Emblematicamente collocata all’inizio dell’itinerario espositivo è un’opera su carta del 1982 in cui viene rappresentato un funambolo, figura, questa, che incarna bene la concezione del mondo dell’artista: l’equilibrista che cammina sulla corda tesa diventa per lui il simbolo dell’uomo contemporaneo intrappolato in uno stato di incertezza e di smarrimento costante.
I lavori dell’artista ticinese risalenti agli anni Ottanta, riconducibili a un contesto NeoPop e influenzati da autori quali Jim Dine, Mario Schifano e David Hockney, attingono spesso al grande serbatoio di immagini messo a disposizione dalla società dei consumi per restituire una realtà in cui l’individuo appare disorientato e confuso. Oggetti quotidiani, considerati segni visibili di una condizione solo apparentemente privilegiata, vengono avvolti in una dimensione intimistica che riflette lo spaesamento dell’io. Come quell’appariscente cravatta nera a pois rossi che campeggia in un’opera del 1985 a evocare un uomo che esiste solo attraverso le cose che lo circondano.

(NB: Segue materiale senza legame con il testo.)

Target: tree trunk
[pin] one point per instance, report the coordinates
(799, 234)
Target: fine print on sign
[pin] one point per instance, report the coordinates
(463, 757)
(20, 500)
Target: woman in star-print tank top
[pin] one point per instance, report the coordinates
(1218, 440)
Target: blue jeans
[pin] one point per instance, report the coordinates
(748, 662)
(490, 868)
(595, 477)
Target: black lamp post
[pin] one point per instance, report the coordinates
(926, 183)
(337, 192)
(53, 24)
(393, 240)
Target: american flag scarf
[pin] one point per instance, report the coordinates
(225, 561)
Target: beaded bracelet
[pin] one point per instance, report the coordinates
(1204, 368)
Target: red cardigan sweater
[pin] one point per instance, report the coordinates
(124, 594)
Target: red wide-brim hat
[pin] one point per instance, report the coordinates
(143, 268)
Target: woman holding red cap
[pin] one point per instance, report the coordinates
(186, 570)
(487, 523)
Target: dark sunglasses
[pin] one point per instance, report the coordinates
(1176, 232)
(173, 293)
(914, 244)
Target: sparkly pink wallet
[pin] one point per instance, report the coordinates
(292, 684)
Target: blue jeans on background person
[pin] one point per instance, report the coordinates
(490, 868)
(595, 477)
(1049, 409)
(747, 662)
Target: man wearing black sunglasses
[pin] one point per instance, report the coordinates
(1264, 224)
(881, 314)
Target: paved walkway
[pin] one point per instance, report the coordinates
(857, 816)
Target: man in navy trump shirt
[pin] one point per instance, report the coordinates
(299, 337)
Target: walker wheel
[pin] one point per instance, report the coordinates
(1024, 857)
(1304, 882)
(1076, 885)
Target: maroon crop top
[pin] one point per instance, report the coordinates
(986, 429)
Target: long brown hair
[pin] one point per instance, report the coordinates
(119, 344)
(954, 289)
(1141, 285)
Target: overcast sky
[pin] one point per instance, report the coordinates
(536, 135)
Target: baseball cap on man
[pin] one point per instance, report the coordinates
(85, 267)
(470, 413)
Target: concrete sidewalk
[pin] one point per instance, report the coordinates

A poco a poco le composizioni si fanno sempre più rarefatte e le figure umane si trasformano in profili esili e appena sbozzati che si disperdono sulla superficie pittorica insieme a graffiti e scarabocchi. Adesso i riferimenti più evidenti sono Cy Twombly, Gastone Novelli e Jean-Michel Basquiat. I corpi schizzati sommariamente sembrano vagheggiare un aspetto compiuto che non sono in grado di raggiungere, espressione dell’impossibilità dell’artista di riprodurre il reale.
Nei primi anni Novanta la ricerca di Raggenbass subisce un cambiamento importante: le tele affollate di segni vengono ora sostituite da opere in cui si delineano sagome ampie e solitarie dalle tinte bianche, nere, marroni e grigie che rimandano a sembianze organiche. Ne è un esempio Senza titolo, del 1992, dove l’assenza di figurazione permette all’artista di affidare al solo colore la narrazione delle sue emozioni.
Questi lavori fanno da preludio alla produzione degli anni successivi in cui, dapprima, grandi forme nere, come monoliti scuri e impenetrabili, si appropriano dell’intera superficie del dipinto, poi, macchie filamentose di color rosso sangue, imprigionate sotto fogli di plastica trasparenti, si addensano sulla tela come fossero i brandelli di un corpo lacerato, estremo tentativo da parte dell’artista di sviscerare in profondità l’essere umano.
A conclusione del percorso di mostra troviamo gli Elfimilza, sculture che Raggenbass realizza inserendo in collant femminili di nylon della schiuma di poliuretano e lasciando poi che questo materiale si espanda in maniera autonoma al loro interno: abbandonate a un destino formale privo del controllo dell’artista, tali opere assumono una fisionomia ibrida, incerta, sospesa tra l’organico e l’inorganico, potente metafora dell’incapacità dell’uomo di esprimere appieno la propria identità.